A LIM is constructed as a set of linear relationships between the various members of the ecosystem and attempts to model the flows between any two of these members. The equations constrain the magnitude of each flow through the ecosystem. These linear relationships are codified into three separate matrix equations: one describes the precise equality relationships
$A⋅x = b$ (1)
one describes equality relationships known with some confidence
$E⋅x = f$ (2a)
$E\cdot\sigma_x = \sigma_f$ (2b)
and one describes inequality relationships
$G⋅x ≥ h$ (3)
Due to the nature of most natural systems of interest to modellers, the number of flows is generally much larger than the number of equations constraining them. In order words the $dim(\vec{x}) > dim(\vec{b})+dim(\vec{f})+dim(\vec{h})$. Even if this is not strictly true, the presence of inequalities adds additional degrees of freedom.
Therefore LIM-problems are generally underconstrained with many degrees of freedom possible. The selection of a solution from the high-dimensional space of possible solutions perscribed by the underconstrained system of equations is an important step in the model pipeline. Early models faced the high-diensionality of the solution space with an analytical selection metric, namely the L$_2$-minimum norm.

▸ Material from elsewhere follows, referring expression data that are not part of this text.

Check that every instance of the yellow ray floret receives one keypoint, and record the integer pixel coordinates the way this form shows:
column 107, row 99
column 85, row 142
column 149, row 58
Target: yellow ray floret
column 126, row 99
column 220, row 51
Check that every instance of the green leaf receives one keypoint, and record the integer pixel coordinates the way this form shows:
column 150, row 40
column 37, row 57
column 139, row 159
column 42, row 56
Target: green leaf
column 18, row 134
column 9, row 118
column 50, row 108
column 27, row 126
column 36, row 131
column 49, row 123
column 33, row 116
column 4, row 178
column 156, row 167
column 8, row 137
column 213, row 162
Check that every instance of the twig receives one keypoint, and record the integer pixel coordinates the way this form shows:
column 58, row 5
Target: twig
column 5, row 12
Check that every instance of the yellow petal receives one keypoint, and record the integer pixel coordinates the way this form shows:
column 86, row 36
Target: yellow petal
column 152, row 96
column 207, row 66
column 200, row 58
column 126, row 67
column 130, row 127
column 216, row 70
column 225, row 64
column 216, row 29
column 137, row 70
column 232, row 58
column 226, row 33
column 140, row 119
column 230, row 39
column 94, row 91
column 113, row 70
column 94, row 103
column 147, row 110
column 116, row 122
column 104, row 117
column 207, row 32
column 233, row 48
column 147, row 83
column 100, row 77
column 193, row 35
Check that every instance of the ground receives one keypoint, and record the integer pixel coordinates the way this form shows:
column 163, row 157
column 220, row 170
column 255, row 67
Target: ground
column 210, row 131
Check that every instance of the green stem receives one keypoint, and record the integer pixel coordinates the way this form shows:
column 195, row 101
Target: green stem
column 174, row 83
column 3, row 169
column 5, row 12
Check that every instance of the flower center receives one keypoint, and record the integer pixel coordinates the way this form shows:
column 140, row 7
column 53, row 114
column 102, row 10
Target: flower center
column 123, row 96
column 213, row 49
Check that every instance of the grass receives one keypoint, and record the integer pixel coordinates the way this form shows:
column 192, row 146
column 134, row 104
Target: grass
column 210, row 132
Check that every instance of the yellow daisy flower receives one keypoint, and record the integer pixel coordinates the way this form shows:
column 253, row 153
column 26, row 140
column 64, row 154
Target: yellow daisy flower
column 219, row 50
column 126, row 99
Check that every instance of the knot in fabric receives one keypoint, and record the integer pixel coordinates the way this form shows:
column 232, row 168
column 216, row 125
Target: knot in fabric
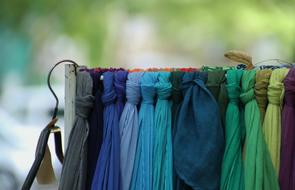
column 84, row 106
column 261, row 87
column 290, row 88
column 233, row 85
column 234, row 92
column 274, row 93
column 201, row 76
column 133, row 88
column 163, row 86
column 120, row 84
column 109, row 96
column 148, row 89
column 176, row 80
column 247, row 96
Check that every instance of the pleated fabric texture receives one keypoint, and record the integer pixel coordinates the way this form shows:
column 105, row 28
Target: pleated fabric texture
column 216, row 85
column 143, row 167
column 162, row 149
column 176, row 81
column 232, row 176
column 272, row 120
column 74, row 169
column 129, row 126
column 108, row 165
column 261, row 85
column 95, row 127
column 199, row 131
column 177, row 97
column 259, row 171
column 287, row 162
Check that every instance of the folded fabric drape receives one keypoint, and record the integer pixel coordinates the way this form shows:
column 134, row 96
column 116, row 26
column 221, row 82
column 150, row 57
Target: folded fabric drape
column 95, row 127
column 176, row 81
column 287, row 162
column 143, row 166
column 120, row 78
column 107, row 167
column 74, row 169
column 261, row 85
column 259, row 171
column 216, row 85
column 232, row 176
column 272, row 120
column 162, row 149
column 129, row 126
column 199, row 131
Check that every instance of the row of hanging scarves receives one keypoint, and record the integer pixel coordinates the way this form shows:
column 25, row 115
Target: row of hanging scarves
column 212, row 128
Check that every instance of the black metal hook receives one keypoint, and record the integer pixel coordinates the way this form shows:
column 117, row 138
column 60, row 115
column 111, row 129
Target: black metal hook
column 49, row 84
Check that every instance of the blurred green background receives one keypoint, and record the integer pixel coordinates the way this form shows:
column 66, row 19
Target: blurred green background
column 35, row 34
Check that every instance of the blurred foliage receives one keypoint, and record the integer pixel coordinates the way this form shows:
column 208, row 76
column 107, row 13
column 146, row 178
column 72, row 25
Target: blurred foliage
column 181, row 24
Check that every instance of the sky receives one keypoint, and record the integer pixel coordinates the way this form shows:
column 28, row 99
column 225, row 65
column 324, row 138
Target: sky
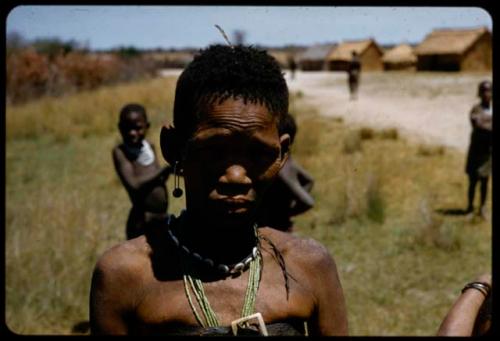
column 169, row 26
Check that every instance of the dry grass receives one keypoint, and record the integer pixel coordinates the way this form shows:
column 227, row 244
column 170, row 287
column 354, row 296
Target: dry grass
column 400, row 263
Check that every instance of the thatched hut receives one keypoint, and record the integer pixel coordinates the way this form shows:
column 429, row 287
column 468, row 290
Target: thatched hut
column 455, row 50
column 370, row 55
column 400, row 57
column 314, row 58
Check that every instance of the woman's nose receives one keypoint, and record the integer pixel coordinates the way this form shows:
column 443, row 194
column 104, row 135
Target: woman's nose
column 236, row 174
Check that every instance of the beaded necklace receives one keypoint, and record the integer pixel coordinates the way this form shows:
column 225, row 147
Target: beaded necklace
column 254, row 261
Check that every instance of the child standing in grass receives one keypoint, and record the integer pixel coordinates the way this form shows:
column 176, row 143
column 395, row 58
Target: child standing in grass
column 478, row 165
column 139, row 171
column 289, row 195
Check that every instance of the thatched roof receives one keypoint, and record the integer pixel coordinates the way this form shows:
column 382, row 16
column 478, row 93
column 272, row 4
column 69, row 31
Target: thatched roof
column 344, row 50
column 317, row 52
column 449, row 41
column 399, row 54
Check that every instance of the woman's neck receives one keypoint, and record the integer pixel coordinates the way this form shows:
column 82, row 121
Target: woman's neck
column 222, row 245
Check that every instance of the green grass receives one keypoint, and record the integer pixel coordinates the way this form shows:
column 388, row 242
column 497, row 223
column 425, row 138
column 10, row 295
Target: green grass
column 401, row 264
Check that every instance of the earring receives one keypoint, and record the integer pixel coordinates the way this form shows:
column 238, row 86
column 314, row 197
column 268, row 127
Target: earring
column 177, row 192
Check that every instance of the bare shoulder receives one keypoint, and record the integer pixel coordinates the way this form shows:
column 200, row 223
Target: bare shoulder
column 126, row 259
column 302, row 250
column 117, row 151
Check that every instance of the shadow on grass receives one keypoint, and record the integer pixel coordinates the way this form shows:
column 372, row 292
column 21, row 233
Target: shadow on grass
column 452, row 211
column 82, row 327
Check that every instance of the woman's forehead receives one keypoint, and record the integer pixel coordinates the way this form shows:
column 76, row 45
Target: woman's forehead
column 235, row 114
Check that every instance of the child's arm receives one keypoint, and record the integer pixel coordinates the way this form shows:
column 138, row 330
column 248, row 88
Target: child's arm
column 462, row 316
column 290, row 175
column 479, row 119
column 132, row 181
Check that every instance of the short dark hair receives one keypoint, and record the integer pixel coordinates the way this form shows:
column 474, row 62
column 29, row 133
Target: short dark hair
column 220, row 72
column 288, row 126
column 132, row 107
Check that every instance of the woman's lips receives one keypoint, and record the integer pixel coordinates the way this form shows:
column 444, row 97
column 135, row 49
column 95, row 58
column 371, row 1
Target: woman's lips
column 234, row 205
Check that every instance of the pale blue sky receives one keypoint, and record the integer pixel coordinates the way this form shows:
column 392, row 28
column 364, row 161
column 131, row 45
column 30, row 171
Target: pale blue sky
column 102, row 27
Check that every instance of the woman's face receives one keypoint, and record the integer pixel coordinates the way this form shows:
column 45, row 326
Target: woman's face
column 232, row 157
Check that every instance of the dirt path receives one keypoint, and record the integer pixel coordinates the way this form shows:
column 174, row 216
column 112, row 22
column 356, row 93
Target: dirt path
column 430, row 108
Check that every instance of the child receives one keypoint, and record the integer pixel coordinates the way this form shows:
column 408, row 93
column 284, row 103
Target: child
column 290, row 194
column 478, row 165
column 139, row 171
column 199, row 273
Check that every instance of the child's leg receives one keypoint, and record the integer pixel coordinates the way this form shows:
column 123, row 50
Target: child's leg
column 484, row 192
column 470, row 194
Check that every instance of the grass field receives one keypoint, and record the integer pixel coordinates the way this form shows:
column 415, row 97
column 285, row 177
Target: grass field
column 401, row 262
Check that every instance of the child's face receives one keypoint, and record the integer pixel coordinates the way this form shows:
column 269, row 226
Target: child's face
column 486, row 94
column 133, row 128
column 233, row 155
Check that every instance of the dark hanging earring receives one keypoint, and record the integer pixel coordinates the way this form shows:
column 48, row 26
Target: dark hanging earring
column 177, row 192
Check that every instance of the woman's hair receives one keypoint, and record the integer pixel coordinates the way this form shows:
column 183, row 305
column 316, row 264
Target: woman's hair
column 220, row 72
column 132, row 107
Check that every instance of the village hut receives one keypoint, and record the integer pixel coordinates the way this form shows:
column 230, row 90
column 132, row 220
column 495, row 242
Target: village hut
column 400, row 57
column 455, row 50
column 314, row 57
column 370, row 55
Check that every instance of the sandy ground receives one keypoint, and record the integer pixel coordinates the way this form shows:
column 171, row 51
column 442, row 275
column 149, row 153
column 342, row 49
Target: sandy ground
column 427, row 108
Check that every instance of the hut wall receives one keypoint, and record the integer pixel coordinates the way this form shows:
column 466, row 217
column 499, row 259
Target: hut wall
column 338, row 65
column 371, row 60
column 400, row 66
column 479, row 56
column 439, row 62
column 312, row 65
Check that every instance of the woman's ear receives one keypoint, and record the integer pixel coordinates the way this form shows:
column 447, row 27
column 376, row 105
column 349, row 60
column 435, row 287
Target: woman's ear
column 170, row 144
column 285, row 148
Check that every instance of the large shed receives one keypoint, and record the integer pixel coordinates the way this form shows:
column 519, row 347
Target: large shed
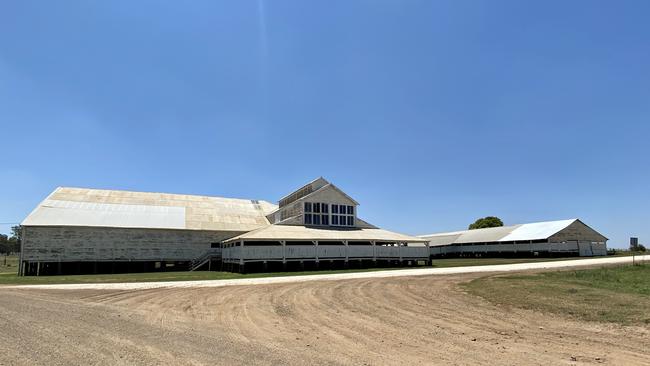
column 563, row 237
column 79, row 230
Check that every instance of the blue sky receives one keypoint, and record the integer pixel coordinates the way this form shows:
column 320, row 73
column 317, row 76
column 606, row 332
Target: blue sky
column 429, row 113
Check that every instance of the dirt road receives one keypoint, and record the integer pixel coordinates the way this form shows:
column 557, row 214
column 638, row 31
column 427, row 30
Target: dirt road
column 575, row 263
column 422, row 320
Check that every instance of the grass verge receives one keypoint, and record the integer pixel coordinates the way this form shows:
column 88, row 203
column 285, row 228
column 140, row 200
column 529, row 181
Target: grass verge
column 14, row 279
column 610, row 294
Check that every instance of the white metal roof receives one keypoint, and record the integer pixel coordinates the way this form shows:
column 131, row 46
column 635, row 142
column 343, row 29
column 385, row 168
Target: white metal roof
column 110, row 208
column 296, row 232
column 522, row 232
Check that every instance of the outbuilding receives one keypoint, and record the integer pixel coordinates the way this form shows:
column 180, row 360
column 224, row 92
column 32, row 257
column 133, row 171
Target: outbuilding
column 550, row 238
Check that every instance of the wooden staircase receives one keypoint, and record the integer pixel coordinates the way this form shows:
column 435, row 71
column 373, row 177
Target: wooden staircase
column 210, row 254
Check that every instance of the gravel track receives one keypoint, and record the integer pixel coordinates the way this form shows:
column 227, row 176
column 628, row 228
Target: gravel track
column 421, row 320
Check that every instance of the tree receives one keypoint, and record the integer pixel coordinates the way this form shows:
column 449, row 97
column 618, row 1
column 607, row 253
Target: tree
column 4, row 244
column 17, row 232
column 484, row 222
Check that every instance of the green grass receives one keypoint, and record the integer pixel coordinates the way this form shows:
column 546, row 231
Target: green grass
column 8, row 274
column 462, row 262
column 610, row 294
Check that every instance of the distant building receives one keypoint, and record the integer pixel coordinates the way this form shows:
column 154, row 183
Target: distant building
column 565, row 237
column 78, row 230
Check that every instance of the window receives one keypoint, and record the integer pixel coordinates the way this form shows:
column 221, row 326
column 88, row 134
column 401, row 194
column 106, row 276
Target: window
column 321, row 213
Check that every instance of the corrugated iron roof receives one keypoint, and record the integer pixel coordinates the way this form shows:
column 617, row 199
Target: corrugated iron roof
column 295, row 232
column 112, row 208
column 522, row 232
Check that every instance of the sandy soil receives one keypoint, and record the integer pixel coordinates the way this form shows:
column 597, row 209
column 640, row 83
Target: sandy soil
column 421, row 320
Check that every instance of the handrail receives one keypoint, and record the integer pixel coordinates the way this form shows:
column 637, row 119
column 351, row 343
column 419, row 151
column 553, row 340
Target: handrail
column 204, row 258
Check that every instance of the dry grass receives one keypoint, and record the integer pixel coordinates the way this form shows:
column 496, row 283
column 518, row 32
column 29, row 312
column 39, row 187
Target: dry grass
column 614, row 294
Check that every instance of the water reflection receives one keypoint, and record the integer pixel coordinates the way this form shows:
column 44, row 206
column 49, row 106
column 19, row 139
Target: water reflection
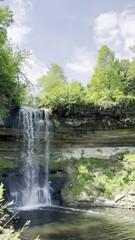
column 67, row 224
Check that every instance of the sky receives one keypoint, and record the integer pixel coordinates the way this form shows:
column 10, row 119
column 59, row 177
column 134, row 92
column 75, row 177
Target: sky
column 70, row 33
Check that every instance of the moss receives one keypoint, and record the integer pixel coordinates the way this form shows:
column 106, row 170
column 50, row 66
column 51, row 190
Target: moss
column 105, row 177
column 6, row 163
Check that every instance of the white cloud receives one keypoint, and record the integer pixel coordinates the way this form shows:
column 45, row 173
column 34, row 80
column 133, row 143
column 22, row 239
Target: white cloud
column 20, row 29
column 18, row 32
column 116, row 30
column 34, row 69
column 82, row 62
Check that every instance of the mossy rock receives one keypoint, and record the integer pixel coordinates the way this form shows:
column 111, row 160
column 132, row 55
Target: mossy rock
column 7, row 164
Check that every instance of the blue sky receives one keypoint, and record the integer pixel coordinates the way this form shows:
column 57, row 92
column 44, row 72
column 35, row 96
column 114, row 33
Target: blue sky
column 70, row 32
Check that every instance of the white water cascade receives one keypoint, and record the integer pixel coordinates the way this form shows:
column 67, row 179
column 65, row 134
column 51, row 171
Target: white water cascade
column 34, row 189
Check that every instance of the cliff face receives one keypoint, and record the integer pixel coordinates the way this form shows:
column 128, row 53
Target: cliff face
column 74, row 134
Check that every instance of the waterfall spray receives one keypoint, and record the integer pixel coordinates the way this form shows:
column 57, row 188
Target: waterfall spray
column 31, row 192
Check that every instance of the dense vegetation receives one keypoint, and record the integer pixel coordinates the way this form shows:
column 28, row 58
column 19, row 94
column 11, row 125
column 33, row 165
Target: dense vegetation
column 113, row 83
column 12, row 89
column 105, row 177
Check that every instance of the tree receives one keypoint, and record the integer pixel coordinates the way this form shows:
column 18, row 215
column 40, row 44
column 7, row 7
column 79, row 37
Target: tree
column 11, row 90
column 106, row 84
column 52, row 86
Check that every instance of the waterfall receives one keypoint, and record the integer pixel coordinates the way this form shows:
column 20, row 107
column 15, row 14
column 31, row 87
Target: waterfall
column 34, row 186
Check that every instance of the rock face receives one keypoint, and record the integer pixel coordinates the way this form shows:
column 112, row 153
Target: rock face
column 74, row 134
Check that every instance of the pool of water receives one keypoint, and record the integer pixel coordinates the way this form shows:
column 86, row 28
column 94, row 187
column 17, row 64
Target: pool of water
column 53, row 223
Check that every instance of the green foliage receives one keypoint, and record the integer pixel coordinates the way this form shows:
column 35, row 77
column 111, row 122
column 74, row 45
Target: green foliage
column 111, row 84
column 105, row 177
column 11, row 90
column 56, row 93
column 106, row 83
column 52, row 87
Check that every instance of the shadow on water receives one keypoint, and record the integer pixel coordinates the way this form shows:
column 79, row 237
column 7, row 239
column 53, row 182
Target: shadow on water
column 52, row 223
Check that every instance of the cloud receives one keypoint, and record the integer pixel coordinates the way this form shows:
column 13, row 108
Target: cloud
column 116, row 29
column 82, row 62
column 18, row 32
column 20, row 29
column 34, row 68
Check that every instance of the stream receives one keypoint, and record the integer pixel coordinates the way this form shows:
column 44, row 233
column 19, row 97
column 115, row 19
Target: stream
column 59, row 223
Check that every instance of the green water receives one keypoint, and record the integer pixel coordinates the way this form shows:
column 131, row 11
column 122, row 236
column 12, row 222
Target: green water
column 70, row 224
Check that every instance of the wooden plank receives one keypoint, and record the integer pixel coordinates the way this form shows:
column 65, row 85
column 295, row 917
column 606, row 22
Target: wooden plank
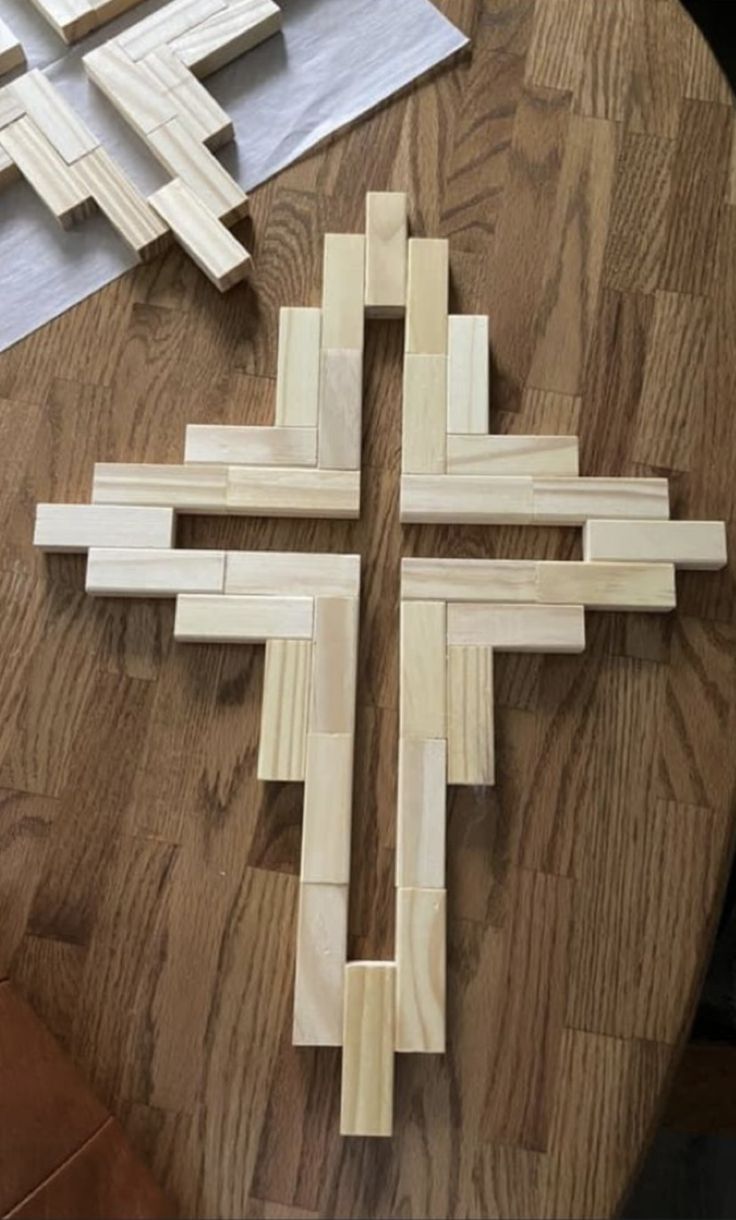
column 576, row 500
column 471, row 499
column 54, row 181
column 189, row 488
column 426, row 295
column 128, row 212
column 327, row 809
column 515, row 628
column 690, row 544
column 512, row 455
column 321, row 952
column 469, row 580
column 285, row 710
column 298, row 371
column 608, row 586
column 341, row 409
column 343, row 290
column 421, row 813
column 241, row 620
column 81, row 526
column 468, row 375
column 250, row 445
column 421, row 964
column 53, row 116
column 271, row 572
column 198, row 231
column 221, row 37
column 424, row 415
column 386, row 238
column 335, row 665
column 154, row 574
column 470, row 746
column 366, row 1101
column 293, row 492
column 422, row 696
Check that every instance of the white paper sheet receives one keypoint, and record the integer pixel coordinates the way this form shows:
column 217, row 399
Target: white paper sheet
column 333, row 61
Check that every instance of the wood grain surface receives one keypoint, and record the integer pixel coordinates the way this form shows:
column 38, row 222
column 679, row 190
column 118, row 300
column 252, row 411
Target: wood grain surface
column 577, row 160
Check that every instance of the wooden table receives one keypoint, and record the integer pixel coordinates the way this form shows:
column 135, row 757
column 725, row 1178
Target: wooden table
column 579, row 162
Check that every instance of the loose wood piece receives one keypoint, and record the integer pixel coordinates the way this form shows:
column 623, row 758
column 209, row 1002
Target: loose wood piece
column 285, row 710
column 366, row 1103
column 341, row 409
column 250, row 445
column 320, row 979
column 197, row 488
column 271, row 572
column 421, row 813
column 512, row 455
column 426, row 295
column 298, row 371
column 424, row 415
column 327, row 809
column 691, row 544
column 422, row 699
column 81, row 526
column 386, row 229
column 335, row 665
column 515, row 628
column 470, row 746
column 242, row 620
column 468, row 388
column 154, row 574
column 421, row 957
column 608, row 586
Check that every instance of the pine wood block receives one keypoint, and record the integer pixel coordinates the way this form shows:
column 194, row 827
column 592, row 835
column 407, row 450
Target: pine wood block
column 128, row 212
column 197, row 168
column 53, row 116
column 471, row 499
column 55, row 182
column 516, row 628
column 386, row 239
column 695, row 544
column 469, row 580
column 421, row 813
column 250, row 445
column 575, row 500
column 608, row 586
column 335, row 665
column 369, row 1036
column 197, row 488
column 468, row 375
column 241, row 620
column 422, row 696
column 327, row 809
column 293, row 492
column 222, row 37
column 424, row 412
column 470, row 753
column 285, row 710
column 421, row 963
column 81, row 526
column 341, row 409
column 298, row 371
column 512, row 455
column 11, row 53
column 343, row 290
column 198, row 231
column 426, row 295
column 321, row 952
column 154, row 574
column 271, row 574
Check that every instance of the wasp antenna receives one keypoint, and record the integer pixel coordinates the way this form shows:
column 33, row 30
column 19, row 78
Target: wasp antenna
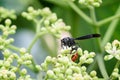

The L2 minimum norm selects a single solution from the high-dimensional solution space based on the minimization of the sum of the flows through the system. While parsiminous, this selection criteria has been found to less than ideal in many cases for it push the inequality equations to their extremes (Stukel 2011). The strength of this selection metric is the speed at which the solution can be computed. Even for very large models with many degrees of freedom, this analytical selction criterion can be applied and a solution found within a few seconds on any modern computer. This efficiency allows the model to be run numerous times and to be expanded to encompass more flows than would be possible otherwise. The l2-minium norm cannot handle equation 2 values naturally and instead appends them to eq 1 so that the model is required to perfectly satisfy those observations.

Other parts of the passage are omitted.